When genes in a metabolic pathway are on different chromosomes, the same activators bind to each gene, wherever it is located. Then transcription can occur simultaneously.
Transcription regulation also involves modifying RNA transcripts. Modifications including adding a 5’ G cap to a transcript as well as a 3’ poly-A tail. These protect the RNA from attack and help ribosomes recognize the transcript. Eukaryotic RNA also contains large non-coding sequences called introns. Introns must be removed and the remaining coding sequences, exons, are then spliced together. Alternative splicing means that slightly different versions of exons are spliced together. This allows a relatively small number of genes to result in a large variety of resulting proteins.
Translation regulation – The stability of mRNA depends on its specific type – some are very stable, some are highly unstable and degrade after a few minutes. Sometimes there are inhibitors that prevent mRNA from assembling in a ribosome. Hemoglobin is regulated in this way. Until heme binds the inhibitor and removes it from blocking translation, no hemoglobin is translated. Sometimes, post-translational modifications are made, where the translated protein has a segment removed before it becomes functional. This is the case with insulin.
Now that we’ve seen how genes are regulated, we should figure out how all the genes are stored in the chromosomes, because this plays a role in gene regulation as well.
All of the methods above are important in determining which genes are transcribed and translated, and which parts of the chromosomes remain tightly supercoiled, unavailable for transcription. This brings up the question of whether cells which have already become specialized in their function (blood cells, brain cells, liver cells, etc.) can ever have their inactive DNA (supercoiled) reactivated. This is the basis of the early frog cloning experiments and the cloning of Dolly the sheep. These show that inactive segments of chromosomes can be reactivated. This is also how salamanders are to to regenerate a lost limb or tail. Cells surrounding the injury undergo de-differentiation, and undergo a re-specialization to replace the lost body part.

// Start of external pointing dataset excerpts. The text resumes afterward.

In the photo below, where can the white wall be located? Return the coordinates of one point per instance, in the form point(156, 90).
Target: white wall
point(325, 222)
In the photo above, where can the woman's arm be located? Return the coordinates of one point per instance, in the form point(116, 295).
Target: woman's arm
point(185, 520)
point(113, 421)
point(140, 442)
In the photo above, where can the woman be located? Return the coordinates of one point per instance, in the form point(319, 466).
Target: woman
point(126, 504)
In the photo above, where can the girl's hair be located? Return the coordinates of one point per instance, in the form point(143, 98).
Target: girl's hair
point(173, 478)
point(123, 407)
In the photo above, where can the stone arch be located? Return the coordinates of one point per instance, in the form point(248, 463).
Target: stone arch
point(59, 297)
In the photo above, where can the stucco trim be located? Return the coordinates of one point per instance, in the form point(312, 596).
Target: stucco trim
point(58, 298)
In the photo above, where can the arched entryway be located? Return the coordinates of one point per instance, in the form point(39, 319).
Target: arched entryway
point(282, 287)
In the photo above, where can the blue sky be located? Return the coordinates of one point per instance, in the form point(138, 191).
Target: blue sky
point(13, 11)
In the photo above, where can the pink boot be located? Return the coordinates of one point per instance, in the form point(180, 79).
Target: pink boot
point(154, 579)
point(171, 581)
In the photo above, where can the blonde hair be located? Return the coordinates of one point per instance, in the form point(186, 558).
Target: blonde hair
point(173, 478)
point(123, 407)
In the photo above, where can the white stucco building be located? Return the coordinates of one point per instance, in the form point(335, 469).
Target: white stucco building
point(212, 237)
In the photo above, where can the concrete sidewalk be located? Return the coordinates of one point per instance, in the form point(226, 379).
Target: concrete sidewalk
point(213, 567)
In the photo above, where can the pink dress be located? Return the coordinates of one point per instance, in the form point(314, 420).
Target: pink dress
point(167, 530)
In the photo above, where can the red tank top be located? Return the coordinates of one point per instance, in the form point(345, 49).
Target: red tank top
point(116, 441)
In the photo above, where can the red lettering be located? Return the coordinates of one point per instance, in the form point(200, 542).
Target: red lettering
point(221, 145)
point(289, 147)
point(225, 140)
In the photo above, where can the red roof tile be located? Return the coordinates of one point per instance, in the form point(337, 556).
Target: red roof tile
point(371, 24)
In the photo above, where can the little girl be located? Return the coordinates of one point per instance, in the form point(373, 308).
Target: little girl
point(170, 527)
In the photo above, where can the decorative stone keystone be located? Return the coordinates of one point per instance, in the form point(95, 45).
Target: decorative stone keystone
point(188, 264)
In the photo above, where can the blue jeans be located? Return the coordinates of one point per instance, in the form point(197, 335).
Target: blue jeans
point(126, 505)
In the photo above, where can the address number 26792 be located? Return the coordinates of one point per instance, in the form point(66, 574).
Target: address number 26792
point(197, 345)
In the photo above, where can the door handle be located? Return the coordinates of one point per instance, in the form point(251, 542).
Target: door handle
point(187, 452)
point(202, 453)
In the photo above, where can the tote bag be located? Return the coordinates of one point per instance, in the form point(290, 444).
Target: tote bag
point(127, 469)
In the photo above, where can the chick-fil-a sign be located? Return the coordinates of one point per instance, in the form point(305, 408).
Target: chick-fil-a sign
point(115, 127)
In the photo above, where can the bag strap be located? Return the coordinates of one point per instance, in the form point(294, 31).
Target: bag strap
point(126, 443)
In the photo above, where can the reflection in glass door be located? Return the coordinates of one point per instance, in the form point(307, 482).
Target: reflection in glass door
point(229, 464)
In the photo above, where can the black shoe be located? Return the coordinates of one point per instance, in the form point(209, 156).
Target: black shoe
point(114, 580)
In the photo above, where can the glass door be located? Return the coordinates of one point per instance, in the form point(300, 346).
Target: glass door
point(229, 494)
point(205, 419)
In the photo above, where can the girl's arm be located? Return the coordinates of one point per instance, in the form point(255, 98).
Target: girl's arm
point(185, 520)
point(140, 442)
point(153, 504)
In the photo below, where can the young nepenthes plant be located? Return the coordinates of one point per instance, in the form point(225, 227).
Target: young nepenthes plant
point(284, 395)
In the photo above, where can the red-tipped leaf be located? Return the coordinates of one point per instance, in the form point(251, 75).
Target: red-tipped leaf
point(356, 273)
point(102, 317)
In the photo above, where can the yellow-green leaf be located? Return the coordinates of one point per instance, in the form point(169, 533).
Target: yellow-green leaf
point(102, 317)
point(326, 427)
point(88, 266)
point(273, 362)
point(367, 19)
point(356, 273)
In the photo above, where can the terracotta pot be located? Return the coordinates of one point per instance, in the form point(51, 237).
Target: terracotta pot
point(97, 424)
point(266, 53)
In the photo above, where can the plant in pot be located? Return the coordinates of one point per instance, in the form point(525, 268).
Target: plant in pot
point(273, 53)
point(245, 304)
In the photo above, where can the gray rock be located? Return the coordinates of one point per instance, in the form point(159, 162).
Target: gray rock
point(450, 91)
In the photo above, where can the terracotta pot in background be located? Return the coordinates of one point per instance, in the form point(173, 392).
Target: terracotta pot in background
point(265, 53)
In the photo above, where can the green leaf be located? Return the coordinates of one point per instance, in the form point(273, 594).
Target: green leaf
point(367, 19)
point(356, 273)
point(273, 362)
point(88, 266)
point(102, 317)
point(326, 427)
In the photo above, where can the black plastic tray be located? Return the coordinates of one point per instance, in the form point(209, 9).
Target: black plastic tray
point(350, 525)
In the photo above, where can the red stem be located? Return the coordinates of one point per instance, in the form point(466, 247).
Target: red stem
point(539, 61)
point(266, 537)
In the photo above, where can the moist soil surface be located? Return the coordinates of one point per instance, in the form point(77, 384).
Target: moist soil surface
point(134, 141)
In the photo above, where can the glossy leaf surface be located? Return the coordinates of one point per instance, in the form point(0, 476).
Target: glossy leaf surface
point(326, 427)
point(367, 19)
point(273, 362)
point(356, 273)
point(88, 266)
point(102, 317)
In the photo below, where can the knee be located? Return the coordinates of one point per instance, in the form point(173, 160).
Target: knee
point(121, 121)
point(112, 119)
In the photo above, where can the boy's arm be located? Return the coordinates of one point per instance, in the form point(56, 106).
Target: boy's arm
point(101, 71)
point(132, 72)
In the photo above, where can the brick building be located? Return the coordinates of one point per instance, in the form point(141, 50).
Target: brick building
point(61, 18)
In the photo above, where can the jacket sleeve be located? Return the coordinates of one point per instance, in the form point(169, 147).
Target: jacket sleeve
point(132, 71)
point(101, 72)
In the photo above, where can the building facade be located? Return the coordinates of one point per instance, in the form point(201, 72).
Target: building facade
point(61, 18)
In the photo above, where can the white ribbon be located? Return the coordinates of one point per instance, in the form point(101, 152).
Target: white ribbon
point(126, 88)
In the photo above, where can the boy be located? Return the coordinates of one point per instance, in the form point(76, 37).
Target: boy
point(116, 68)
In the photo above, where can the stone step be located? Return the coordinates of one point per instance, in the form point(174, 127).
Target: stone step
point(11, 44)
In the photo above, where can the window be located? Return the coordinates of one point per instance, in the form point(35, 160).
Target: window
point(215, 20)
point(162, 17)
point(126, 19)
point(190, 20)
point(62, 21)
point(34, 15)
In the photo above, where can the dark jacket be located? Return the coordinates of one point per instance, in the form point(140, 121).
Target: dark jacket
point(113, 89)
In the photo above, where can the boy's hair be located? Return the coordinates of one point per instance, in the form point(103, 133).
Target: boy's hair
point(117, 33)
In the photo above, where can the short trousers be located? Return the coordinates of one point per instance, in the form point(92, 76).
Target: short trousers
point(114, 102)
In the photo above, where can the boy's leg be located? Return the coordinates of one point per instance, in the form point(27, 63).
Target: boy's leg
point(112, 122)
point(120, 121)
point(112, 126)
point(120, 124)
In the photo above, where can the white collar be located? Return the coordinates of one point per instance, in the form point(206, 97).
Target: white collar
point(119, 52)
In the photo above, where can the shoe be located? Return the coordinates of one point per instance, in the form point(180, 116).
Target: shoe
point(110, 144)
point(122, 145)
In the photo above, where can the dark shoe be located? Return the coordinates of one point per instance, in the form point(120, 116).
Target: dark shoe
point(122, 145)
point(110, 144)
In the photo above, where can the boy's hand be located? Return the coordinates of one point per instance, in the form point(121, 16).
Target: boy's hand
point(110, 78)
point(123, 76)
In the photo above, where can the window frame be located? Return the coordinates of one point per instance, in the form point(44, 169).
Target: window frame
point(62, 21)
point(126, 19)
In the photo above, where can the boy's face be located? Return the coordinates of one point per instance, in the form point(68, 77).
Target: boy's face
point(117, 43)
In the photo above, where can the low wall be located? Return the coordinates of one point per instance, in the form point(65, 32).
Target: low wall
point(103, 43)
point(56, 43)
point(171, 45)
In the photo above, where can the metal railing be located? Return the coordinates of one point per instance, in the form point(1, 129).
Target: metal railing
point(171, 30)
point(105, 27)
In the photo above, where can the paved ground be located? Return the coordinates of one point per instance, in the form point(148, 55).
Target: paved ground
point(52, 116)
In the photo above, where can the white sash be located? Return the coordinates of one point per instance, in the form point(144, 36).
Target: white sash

Signal transduction pathways. This is the method by which one cell receives a message from a neighboring cell indicating that it should initiate transcription. The neighboring cell releases a signal molecule which binds to a receptor protein in the cell’s membrane. This initiates a series of relay proteins that results in the activation of a transcription factor. The transcription factor enters the nucleus and initiates transcription of a new gene.
Genetic Basis of Cancer. Several mutations are generally required for the development of cancer. Chromosomes of many animals contain genes that can be mutated to become oncogenes, a gene that results in cancer. These are called proto-oncogenes, and they often code for growth factors. Mutations in proto-oncogenes primarily occur in somatic cells so there is little chance that the mutated cancer cells would be passed to offspring. However, certain versions of proto-oncogenes can predispose an individual to cancer, and those proto-oncogenes are hereditary.
Mutations that lead to cancer may result in a hyperactive protein, multiple copies of a gene or, a gene that has moved to a different location with different regulatory factors. Also, changes in tumor suppressor genes will reduce the cell’s ability to stop uncontrolled cell growth.